0.2.1 - 2024-01-05 - improved mouse control function (responds to up down left right + north south east west) after migrating to v 0.2.1.

0.2.1 - 2024-01-05 - added a function to run diagnostics on the codebase with inspect and then call in the llm as a pair programmer copilot.

0.2.2 - 2024-01-05 - trimmed out commented old functions and migrated more tool methods from 0.1.2 to 0.2.2.

0.2.2 - 2024-01-05 - added a function for the llm to simply read in the codebase and stand by as a pair programmer.

0.2.2 - 2024-01-05 - added more thorough docstrings to all classes and methods.

0.2.2 - 2024-01-06 - added class level data_store to ChatBotTools to store data rendered by tools for access by the llm agent.

0.2.2 - 2024-01-07 - migrated the remaining functions from 0.1.2 to 0.2.2.

0.2.2 - 2024-01-12 - implemented a neo4j graph database with the intention of turning this into the bot's full knowledge base.

0.2.3 - 2024-01-13 - removed t5 from the generate_json_intent function along with the generate_variations helper function.

0.2.4 - 2024-01-13 - added a rudimentary ui with a mic on/off button using flet.

0.2.5 - 2024-01-17 - added a chat log and visibility to the data_store to the flet UI.

0.2.5 - 2024-01-17 - placed the entire flet UI except ui_main() within a ChatBotUI class.

0.2.5 - 2024-01-17 - added and to the src directory to run the UI.

0.2.5 - 2024-01-25 - added a .gitignore'd file containing dictionaries of user details by category (movie, music, book preferences, general interests, etc.) to be used by the chatbot for more calibrated responses.

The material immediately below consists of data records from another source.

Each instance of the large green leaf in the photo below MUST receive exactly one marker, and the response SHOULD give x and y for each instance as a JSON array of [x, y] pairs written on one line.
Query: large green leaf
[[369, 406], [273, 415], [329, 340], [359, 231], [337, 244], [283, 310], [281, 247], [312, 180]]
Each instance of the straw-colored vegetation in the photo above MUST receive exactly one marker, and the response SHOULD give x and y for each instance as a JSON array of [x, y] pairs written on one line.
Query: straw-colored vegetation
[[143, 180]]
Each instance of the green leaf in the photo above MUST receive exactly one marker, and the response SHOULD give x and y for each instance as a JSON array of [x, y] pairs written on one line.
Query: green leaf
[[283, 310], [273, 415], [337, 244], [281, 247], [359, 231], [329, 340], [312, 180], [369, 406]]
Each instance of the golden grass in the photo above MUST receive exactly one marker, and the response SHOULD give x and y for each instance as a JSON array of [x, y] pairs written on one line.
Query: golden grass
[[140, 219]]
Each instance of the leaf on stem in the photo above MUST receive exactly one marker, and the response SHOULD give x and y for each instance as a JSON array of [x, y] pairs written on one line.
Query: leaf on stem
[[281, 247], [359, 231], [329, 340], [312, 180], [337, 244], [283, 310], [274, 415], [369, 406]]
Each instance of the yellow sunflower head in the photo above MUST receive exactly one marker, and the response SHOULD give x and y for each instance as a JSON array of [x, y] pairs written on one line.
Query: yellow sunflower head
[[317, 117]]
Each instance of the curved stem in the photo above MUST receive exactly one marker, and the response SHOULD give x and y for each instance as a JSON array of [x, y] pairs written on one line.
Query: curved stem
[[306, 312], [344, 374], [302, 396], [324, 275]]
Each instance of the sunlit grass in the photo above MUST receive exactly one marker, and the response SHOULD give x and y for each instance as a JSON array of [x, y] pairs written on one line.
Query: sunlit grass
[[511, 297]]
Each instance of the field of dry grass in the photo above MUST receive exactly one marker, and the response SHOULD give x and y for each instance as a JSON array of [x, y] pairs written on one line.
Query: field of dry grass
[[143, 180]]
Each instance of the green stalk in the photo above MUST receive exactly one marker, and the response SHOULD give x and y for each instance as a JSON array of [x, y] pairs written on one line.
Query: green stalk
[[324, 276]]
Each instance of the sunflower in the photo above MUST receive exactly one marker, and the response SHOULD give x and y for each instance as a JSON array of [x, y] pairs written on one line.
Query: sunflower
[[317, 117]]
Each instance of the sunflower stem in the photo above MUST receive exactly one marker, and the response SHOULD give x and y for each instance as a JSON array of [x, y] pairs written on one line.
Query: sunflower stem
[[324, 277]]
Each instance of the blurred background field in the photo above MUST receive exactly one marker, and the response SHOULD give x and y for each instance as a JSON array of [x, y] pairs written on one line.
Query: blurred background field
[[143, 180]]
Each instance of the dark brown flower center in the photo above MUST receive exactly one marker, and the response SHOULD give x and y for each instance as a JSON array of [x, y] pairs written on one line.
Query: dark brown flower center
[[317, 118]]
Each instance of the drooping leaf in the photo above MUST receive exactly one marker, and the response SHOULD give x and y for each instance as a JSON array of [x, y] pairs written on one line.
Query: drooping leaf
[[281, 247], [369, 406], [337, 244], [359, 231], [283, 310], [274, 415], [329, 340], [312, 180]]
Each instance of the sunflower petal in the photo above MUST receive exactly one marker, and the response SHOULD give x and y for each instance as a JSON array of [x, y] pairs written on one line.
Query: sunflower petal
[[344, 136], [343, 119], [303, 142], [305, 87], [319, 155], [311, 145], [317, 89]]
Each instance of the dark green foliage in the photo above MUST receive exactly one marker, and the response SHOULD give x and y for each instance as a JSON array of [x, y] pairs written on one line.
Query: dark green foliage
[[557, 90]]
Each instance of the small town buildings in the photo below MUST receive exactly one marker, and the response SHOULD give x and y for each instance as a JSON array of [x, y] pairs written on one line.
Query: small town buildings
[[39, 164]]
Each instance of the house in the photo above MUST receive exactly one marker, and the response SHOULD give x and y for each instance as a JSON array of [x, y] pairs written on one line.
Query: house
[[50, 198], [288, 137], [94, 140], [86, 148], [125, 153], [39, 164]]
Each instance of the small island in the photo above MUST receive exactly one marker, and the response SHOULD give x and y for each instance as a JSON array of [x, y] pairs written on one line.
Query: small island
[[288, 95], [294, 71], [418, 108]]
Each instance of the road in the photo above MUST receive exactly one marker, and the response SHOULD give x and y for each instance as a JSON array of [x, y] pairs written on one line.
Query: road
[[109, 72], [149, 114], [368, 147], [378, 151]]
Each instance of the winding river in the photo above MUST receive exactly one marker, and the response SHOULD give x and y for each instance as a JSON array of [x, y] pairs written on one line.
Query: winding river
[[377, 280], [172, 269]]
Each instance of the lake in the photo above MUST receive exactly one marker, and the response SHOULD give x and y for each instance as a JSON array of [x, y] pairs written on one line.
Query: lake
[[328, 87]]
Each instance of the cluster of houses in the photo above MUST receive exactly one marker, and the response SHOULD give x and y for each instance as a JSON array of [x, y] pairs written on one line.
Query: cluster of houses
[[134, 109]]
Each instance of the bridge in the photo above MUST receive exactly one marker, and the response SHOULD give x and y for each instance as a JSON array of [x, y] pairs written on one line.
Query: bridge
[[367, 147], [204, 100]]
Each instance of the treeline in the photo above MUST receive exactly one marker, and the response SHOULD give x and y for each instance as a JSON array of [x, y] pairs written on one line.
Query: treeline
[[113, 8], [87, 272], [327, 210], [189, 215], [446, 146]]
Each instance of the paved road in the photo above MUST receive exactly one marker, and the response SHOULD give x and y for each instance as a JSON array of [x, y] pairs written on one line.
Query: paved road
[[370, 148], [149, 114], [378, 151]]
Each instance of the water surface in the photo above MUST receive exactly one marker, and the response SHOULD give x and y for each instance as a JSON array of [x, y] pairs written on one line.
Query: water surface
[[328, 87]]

Dictionaries can contain anything and can be passed individually or together in a prompt template.

0.2.5 - 2024-01-27 - focusing on the in-line pair programmer agent and neo4j graph database.

0.3.0 - 2024-04-17 - today i'm focusing on building a recipe tool in a tools subdirectory to test routing and function calling before moving the majority of the tools from the original monolith into their own respective files for better modularity and maintainability.

0.0.1 - 2024-10-17 - moved all source code over from hey_data to light_ai and divided monoloth app into modules. created new venv and remote repo.

0.0.1 - 2024-10-17 - created automated tests to validate model training.